Use of Home Care Agencies Helps Reduce Expenses
Better use of home care agencies can help to reduce medical expenses and release beds in nursing homes for those patients who need skilled nursing attention during the convalescent period. This seemed to be one of the more significant conclusions reached by health-oriented professionals at the recent. Discharge Planning Seminar sponsored by Blue Cross of New Jersey in cooperation with St. Clare's Hospital. There also appeared to be general agreement that this goal could be accomplished through greater communications and cooperation between nurses and physicians when making plans for patients who no longer need acute hospital care.
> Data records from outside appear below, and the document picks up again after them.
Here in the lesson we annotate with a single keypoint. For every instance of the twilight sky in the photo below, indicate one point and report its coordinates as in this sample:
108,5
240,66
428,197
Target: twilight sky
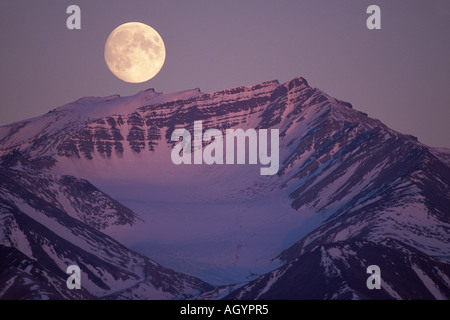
399,74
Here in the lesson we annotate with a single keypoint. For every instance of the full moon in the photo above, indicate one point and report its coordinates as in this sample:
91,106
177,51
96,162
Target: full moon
135,52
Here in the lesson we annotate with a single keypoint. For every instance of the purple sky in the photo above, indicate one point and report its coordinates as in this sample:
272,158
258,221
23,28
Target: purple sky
399,74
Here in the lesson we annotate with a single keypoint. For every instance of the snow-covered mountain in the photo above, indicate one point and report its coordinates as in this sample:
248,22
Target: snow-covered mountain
350,193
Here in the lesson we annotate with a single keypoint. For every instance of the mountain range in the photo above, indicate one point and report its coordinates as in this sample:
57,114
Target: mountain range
92,183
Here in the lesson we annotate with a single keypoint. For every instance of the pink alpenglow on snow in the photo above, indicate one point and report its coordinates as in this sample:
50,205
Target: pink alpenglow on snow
213,152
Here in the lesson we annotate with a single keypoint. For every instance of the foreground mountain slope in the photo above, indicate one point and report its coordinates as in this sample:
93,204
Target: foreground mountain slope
44,240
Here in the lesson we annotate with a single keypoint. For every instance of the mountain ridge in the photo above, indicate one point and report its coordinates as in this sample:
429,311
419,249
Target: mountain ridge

Emphasizing that home care is not a substitute for acute care in a hospital. Gloria Brillant, director of professional services and acting administrator for The Visiting Nurse Association of Morris County, remarked that it often is an acceptable alternative to prolonged institutionalization during the convalescent period, and sometimes should be considered in lieu of inappropriate admission to an institution.
In detailing the numerous services provided by the VNA, she stressed the importance of professionalism and the ability to meet the needs of each patient and that patient's family. "We feel that it is very important to care for the whole patient, not just the illness." said Ms. Brillant. "And," she continued, "we do include the family in our plans. In the course of visiting, we do not only give the injection or change the dressing..., we also counsel, we listen, we make referrals or contacts with other agencies. We teach. Teaching is a very important aspect of the service provided. We teach patients how to be as independent as possible, as long as possible. We teach families how to handle emergencies, and what to expect."
Reiterating the numerous services now available at home, she indicated that her staff consists of about 40 nurses; 2 nurse specialists; 4 nursing supervisors; a physical therapy supervisor, working with 10 therapists available through contractual arrangements; a speech therapy supervisor, with 7 therapists under contract; 2 occupational therapists via contracts; 2 community health dietitians; and 16 home health aides to supplement those available in cooperation with the Visiting Homemaker Service of Morris County. She added that the VNA services are available seven days a week and the office is open six days each week; and said that plans for the near future include having a nurse on call during other than the usual working hours, and increasing the intake staff so that the telephone referrals can be handled more expeditiously.
With reference to cost, Ms. Brillant said that because VNA is a certified home health agency, it is eligible for reimbursement from state and federal agencies, Blue Cross and other private insurance companies. Where no insurance coverage is available, a patient's fee may be reduced to meet ability to pay. She explained that in no instance is a patient denied services because of inability to pay, and that the United Way provides most of the funds which absorb these costs.
The seminar emphasized the need to evaluate the level of care required in determining whether a patient being discharged from a hospital should be sent to a nursing home for skilled nursing attention, or a boarding home for sheltered care; referred to a home health agency, an outpatient clinic or a rehabilitation center. Among the factors that enter into this decision were noted: age; diagnosis of condition; home situation; amount of assistance required in bathing, eating, toileting, walking, etc; equipment needed such as a walker, hospital bed, oxygen; continued monitoring of response to medications; and health education after discharge for patient and family.